United States Attorney for the Northern District of Illinois
- In office 1985–1989
- President: Ronald Reagan
- Preceded by: Dan Webb
- Succeeded by: Fred Foreman

Personal details
- Born: 1943 (age 82–83)
- Education: Lawrence University (BA) Northwestern University (JD)

= Anton R. Valukas =

American lawyer

Anton R. Valukas (born 1943) is an American attorney who served as the United States Attorney for the Northern District of Illinois from 1985 to 1989. In 2007, he became the chairman of Jenner & Block. He was later appointed bankruptcy examiner during the bankruptcy of Lehman Brothers.

==Early life and education==

Valukas is the son of Anton J. Valukas, a former Illinois Circuit Court judge. His grandfather, Anton Kasmir, migrated to the United States from Lithuania. He attended Lawrence University, graduating in 1965, and Northwestern University School of Law, graduating in 1968. He was admitted to the bar of Illinois in 1968.

== Career ==
Valukas became an Assistant United States Attorney in 1970. In 1974, he became Chief of the Special Prosecutions Division of the United States Department of Justice. Then, in 1975–76, he served as First Assistant United States Attorney. In addition to his duties at the Department of Justice, from 1972 to 1976, Valukas was an instructor at the John Marshall Law School.

A Republican, Valukas left the DOJ in 1976 when Jimmy Carter assumed office as President of the United States. Valukas joined Jenner & Block as a partner at this time. He also served as an adjunct professor at the Northwestern University School of Law from 1980 to 1982.

In 1985, President Ronald Reagan appointed Valukas as United States Attorney for the Northern District of Illinois.
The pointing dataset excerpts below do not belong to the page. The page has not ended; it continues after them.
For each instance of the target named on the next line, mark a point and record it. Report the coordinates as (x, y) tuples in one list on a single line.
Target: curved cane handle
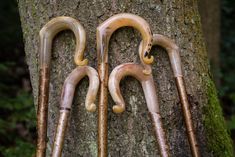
[(48, 32), (136, 71), (174, 56), (127, 69), (105, 30), (67, 98)]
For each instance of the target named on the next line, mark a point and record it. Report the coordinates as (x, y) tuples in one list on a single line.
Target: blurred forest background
[(17, 112)]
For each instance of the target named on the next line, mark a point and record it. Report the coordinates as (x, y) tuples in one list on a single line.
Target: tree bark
[(130, 134), (210, 19)]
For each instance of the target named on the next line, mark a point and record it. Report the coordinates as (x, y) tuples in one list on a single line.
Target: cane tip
[(147, 71), (148, 60), (81, 62), (91, 107), (118, 108)]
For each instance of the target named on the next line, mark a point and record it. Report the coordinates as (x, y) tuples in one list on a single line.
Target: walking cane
[(67, 98), (136, 71), (104, 32), (173, 53), (47, 34)]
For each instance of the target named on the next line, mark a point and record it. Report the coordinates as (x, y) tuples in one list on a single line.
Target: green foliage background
[(17, 112)]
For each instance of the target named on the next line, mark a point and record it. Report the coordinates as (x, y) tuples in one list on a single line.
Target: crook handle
[(56, 25), (67, 98), (135, 70)]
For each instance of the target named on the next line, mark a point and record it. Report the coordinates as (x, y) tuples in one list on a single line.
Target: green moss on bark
[(218, 140)]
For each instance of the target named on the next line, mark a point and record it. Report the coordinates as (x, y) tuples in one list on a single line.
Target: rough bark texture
[(210, 19), (130, 134)]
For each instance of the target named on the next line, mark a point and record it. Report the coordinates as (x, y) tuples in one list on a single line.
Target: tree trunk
[(210, 19), (130, 134)]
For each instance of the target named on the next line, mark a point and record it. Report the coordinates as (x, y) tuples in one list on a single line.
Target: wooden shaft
[(103, 111), (187, 117)]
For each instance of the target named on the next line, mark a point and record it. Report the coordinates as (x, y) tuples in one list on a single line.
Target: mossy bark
[(130, 134)]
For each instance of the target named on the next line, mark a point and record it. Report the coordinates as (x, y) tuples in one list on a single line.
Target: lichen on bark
[(215, 125)]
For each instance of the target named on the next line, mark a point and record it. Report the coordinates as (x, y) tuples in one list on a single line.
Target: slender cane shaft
[(159, 133), (103, 111), (42, 111), (187, 117), (60, 132), (154, 112)]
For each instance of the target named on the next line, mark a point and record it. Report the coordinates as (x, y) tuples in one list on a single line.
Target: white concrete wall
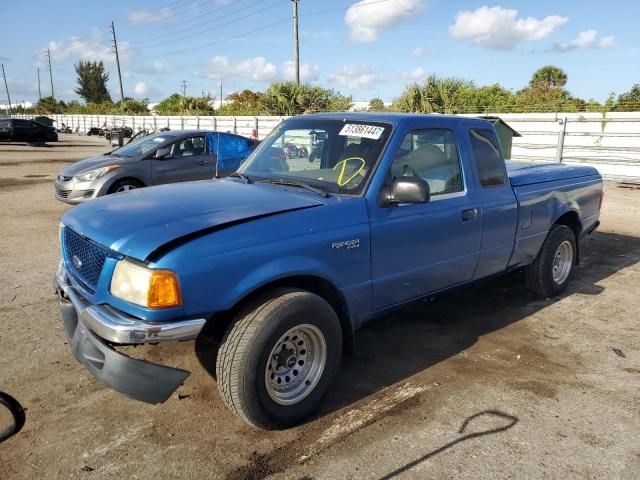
[(609, 142)]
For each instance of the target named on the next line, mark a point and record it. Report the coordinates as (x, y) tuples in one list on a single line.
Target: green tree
[(246, 102), (178, 105), (376, 105), (435, 95), (288, 98), (629, 101), (92, 81), (131, 106), (548, 77), (48, 105)]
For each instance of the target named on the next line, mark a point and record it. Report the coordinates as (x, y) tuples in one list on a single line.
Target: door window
[(488, 157), (189, 147), (431, 154)]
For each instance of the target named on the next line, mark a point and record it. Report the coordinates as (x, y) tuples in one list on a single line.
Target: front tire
[(550, 272), (124, 185), (277, 359)]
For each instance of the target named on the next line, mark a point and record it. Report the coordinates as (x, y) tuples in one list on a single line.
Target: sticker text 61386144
[(358, 130)]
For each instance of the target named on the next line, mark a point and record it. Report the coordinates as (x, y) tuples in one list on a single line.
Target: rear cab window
[(488, 156), (432, 155)]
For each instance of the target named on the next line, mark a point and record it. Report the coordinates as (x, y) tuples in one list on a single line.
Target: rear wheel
[(124, 185), (277, 359), (549, 274)]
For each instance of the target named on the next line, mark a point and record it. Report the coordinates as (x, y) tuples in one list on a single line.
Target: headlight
[(93, 174), (145, 286)]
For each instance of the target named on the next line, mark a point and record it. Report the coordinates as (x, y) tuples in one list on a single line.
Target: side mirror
[(162, 152), (408, 190)]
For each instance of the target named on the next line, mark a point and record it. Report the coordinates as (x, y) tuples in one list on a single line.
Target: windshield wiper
[(244, 177), (293, 183)]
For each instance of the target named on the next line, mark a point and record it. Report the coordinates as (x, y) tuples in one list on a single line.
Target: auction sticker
[(364, 131)]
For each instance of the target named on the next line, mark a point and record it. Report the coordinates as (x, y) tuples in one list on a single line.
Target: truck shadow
[(397, 346)]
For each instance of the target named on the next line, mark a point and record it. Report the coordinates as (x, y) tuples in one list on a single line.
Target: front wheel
[(549, 274), (124, 185), (277, 359)]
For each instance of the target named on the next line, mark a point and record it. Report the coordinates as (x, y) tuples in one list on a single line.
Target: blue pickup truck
[(286, 258)]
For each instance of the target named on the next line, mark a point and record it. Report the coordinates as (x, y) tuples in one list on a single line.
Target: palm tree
[(548, 77)]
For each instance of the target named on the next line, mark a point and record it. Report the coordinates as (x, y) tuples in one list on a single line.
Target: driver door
[(188, 159), (421, 248)]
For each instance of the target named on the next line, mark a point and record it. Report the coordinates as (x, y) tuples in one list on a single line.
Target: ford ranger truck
[(286, 258)]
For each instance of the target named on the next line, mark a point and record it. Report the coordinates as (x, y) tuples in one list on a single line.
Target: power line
[(4, 76), (50, 71), (115, 48), (296, 40), (223, 40), (39, 91), (209, 12), (212, 27), (340, 9)]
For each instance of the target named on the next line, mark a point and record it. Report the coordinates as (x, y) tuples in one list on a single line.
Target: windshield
[(334, 156), (139, 147)]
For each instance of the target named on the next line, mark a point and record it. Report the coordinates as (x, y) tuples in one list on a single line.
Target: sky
[(366, 48)]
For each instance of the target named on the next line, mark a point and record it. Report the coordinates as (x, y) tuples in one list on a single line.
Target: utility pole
[(39, 91), (115, 49), (7, 88), (220, 89), (296, 43), (50, 72)]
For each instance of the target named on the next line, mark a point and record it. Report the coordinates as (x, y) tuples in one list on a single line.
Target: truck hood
[(91, 163), (527, 173), (139, 222)]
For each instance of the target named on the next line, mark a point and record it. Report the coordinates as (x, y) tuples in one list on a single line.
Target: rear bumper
[(88, 327)]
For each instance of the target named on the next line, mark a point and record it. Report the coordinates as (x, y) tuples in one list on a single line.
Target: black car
[(19, 130)]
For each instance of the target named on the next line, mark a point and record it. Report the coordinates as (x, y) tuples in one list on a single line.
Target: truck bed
[(527, 173)]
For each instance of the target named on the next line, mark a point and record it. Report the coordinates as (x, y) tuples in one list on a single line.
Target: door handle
[(469, 214)]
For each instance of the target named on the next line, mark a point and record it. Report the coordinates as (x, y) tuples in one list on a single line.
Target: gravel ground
[(488, 382)]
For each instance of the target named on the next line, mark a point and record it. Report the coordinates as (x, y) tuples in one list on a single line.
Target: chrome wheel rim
[(562, 262), (295, 364)]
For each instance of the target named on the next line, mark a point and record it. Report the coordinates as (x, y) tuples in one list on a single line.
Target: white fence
[(610, 142)]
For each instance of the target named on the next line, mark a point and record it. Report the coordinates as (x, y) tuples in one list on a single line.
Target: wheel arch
[(219, 322), (113, 181), (571, 219)]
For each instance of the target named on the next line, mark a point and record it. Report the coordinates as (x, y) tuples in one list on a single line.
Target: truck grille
[(84, 258)]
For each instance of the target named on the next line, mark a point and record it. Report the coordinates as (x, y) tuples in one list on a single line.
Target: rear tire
[(277, 359), (550, 272)]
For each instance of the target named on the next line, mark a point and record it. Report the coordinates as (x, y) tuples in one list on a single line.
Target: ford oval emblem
[(76, 261)]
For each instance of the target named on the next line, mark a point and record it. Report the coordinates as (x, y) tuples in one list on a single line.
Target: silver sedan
[(165, 157)]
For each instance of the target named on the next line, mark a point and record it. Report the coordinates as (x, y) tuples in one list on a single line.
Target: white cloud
[(356, 76), (140, 89), (138, 17), (308, 73), (500, 28), (366, 19), (585, 39), (416, 74), (420, 52), (94, 48), (156, 67), (257, 68)]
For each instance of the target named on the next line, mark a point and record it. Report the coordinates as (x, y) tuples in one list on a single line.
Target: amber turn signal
[(164, 290)]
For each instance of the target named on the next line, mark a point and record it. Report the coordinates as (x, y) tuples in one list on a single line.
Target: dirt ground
[(488, 382)]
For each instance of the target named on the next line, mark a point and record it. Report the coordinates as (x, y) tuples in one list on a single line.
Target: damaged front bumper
[(91, 328)]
The most notable event of Valukas' four-year term as United States Attorney was Operation Greylord, an investigation into judicial corruption in Cook County, Illinois that ultimately resulted in the indictment of 92 people, including 17 judges.
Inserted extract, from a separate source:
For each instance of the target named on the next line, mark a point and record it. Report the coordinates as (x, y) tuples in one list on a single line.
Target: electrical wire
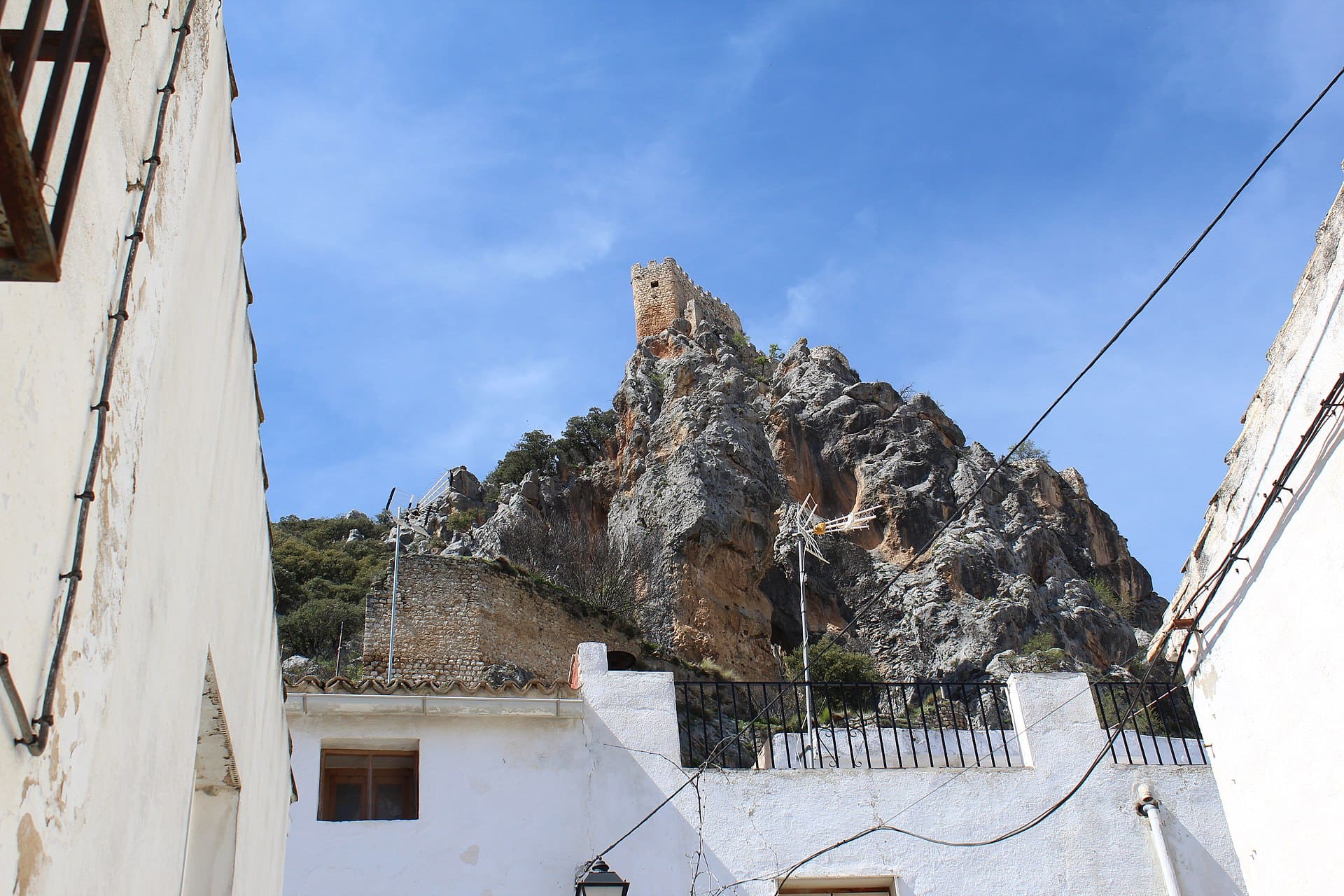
[(1328, 407), (36, 738), (1000, 464)]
At the end of his term as United States Attorney, in 1989, Valukas returned to Jenner & Block. There, his practice has focused on white collar criminal defense. He also tutored three young men from Chicago's projects, all of whom earned college degrees.

In 2009, Valukas was appointed bankruptcy examiner in the bankruptcy of Lehman Brothers. His Examiner's report was released to the public in March 2010.